A second scenario could involve the inability of Kurti’s VV to reach an agreement with any of the parties in the assembly, thus failing to muster a majority. Here, the three Albanian opposition parties – the PDK, LDK and AAK – could team up to gather an alternative majority alongside the support of some of the non-Albanian parties. While they have overtaken VV in percentage terms, it remains to be seen if the numbers will be in their favour in the assembly. For the rest, the three parties lack a common political project beyond their goal of ousting Kurti.
The third and, perhaps, most remote scenario as of today involves a full parliamentary impasse and the impossibility of any majority being formed. This would force Kosovo President Vjosa Osmani to call for new elections. Judging from their upward trajectory at the moment, this scenario could benefit the PDK and LDK in the medium term, but it seems too early to tell.

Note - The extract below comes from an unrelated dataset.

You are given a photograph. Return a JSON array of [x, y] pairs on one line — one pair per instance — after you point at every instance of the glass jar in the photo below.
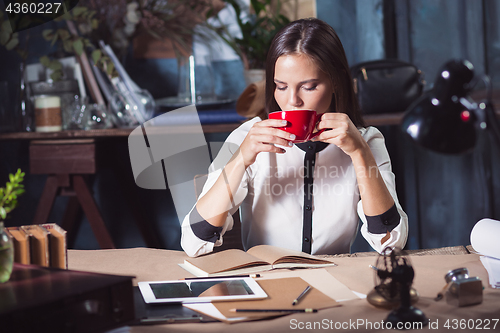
[[67, 90], [6, 255]]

Where is the West? Kosovo, the EU and the US
Tensions between Kosovo and the EU have increased ever since Kurti took office in 2021. Traditional EU allies, such as Germany, have regularly expressed their concern over the premier’s seemingly unilateral exercises of sovereignty – mostly vis-à-vis the Kosovo Serb population – and have rather advocated for coordinated actions with EU governments. Kosovo has been subject to harsh economic sanctions from the EU ever since mid-2023, when it became clear to Brussels that Pristina was unable to keep the situation in the north of Kosovo at bay.
These frictions remain unresolved to this day, as EU governments refuse to drop the sanctions while Kurti has grown in his unilateral spirit. This all amounts to a vicious circle that is, above all, taking a major toll on the prosperity and well-being of Kosovo’s citizens.
A potential second mandate for Albin Kurti, unless events take a major turn, would likely not bring substantive changes to the current state of affairs vis-à-vis Brussels. This would further undermine Pristina’s position regarding one of its closest allies.
This prospect, however, must be necessarily reassessed against the backdrop of Donald Trump’s return to the White House. The US president’s imminent and aggressive cuts to international aid appear to be a preamble to what his massive foreign policy reshuffling is bound to look like rather soon. The enhanced role of special envoy Richard Grenell – who acted as Trump’s Western Balkan envoy during his first mandate and helped orchestrate Kurti’s downfall in 2020 – will prove instrumental in advancing Washington’s autocratic agenda in the region. This would of course be in strong partnership with Serbia’s Aleksandar Vučić. Grenell’s influence will face challenges if Kurti manages to secure a second term in power. In contrast, a potential PDK-LDK-AAK coalition is likely to be more accommodating and servile to the transactional interests of the new US administration, all in an attempt to preserve good ties with Washington.
Alejandro Esteso Pérez is a political scientist and researcher specializing in EU enlargement and Western Balkan politics. He is a Non-resident Fellow at the Group for Legal and Political Studies (GLPS) in Pristina, and an external lecturer on contemporary Western Balkan politics at the Complutense University of Madrid (UCM). He is currently pursuing doctoral studies at the University of Graz in Austria.